Die österreichische Firma Ingelen brachte 1936 ein ganz besonderes Radio auf den Markt. Den GEOGRAPHIC. Der Name deutet es schon an: Beherrschendes Element war rechts eine runde Skalen/Landkarten-Kombination.
Drehte man am Senderabstimmknopf im Mittelwellen- und Langwellenbereich, dann passierten gleichzeitig zwei Dinge:
1) Am runden Rand der Skala wanderte, in Abhängigkeit von der Wellenlänge auf unterschiedlichen Teilskalen, eine Leuchtmarke.
2) Gleichzeitig blinkten auf dem Landkartenteil kleine helle Ortsmarkierungen passend zum am Rand eingestellten Radiosender auf.

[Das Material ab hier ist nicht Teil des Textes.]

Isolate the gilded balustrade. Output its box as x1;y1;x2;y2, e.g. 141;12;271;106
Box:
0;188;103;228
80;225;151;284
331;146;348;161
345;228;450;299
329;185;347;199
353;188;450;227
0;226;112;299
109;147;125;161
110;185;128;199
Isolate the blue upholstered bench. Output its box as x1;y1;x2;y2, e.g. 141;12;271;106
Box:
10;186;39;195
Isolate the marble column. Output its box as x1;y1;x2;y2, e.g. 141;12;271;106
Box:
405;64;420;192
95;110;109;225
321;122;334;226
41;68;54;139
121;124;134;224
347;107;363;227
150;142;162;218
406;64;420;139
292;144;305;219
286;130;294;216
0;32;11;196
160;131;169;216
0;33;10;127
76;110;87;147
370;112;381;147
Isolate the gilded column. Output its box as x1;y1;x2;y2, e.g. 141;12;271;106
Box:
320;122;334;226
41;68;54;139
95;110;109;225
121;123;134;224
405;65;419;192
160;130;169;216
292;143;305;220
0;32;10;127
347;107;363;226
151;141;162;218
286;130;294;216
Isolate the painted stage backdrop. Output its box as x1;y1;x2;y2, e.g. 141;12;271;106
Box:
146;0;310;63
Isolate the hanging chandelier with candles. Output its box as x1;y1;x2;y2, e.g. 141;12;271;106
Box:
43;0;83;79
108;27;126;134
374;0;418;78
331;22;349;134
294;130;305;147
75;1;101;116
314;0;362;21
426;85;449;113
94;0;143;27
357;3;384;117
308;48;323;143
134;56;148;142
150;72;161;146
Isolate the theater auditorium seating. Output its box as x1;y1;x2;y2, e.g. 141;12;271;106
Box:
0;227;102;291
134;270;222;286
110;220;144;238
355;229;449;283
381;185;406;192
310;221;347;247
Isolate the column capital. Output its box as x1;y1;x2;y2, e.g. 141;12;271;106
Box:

Der Radiohörer konnte so gut erkennen, von wo ein eingestelltes Radioprogramm gesendet wurde. Aus heutiger verwöhnter Multimedia-Sicht vielleicht harmlos, damals sicher eine Sensation!
--> rechts: Ingelen Geographic 39W.
Um 1936 fand der Rundfunk hauptsächlich auf Mittelwelle (die meisten Sender) und auf Langwelle, aber auch auf Kurzwelle statt. UKW-Rundfunk gab es noch nicht. Diese damaligen Wellenbereiche hatten insbesondere auch in der Nacht eine große Reichweite. So konnte man in der Dunkelheit auf MW durchaus Stationen aus 1000 km oder mehr Entfernung hören. Dabei unterschieden sich LW, MW, KW etwas (mehr zu den Ausbreitungsbedingungen hier).
Der Ingelen Geographic war alsbald ein beliebtes (wenn auch nicht preiswertes) Radio, dass in den Folgejahren in Varianten auf den Markt kam. Übrigens sollen Geographic-Modelle auch von VEF, Riga in Lizenz gebaut worden sein.
Gleichzeitig spiegelten die Modelle auch deutlich die damalige politische Situation wieder. Zum Einen wurde Österreich 1938 dem "Deutschen Reich" angeschlossen (Österreich verschwand), zum Anderen zeigten die Rundskalen bei den letzten Modellen den damaligen politischen Willen: Die Ukraine und die UDSSR wurden bei den Ortsbezeichnungen weggelassen.
Schon vor 1936 gab es von der Ingelen Geographic-Serie eine Art Vormodell: Cosmos.
Es scheint innerhalb der Modell-Serien leichte Bestückungs-Varianten gegeben zu haben. Auch war die Modellbezeichnungs-Systematik ein wenig unübersichtlich. So könnte es Modelle mit Modellnamen mit und ohne vorangestelltem "Geographic" gegeben zu haben, sowie Modelle nur mit "US" beginnend und Modell nur mit Nummern (z.B. "439B"). Es kursieren sich widersprechende Schaltbilder!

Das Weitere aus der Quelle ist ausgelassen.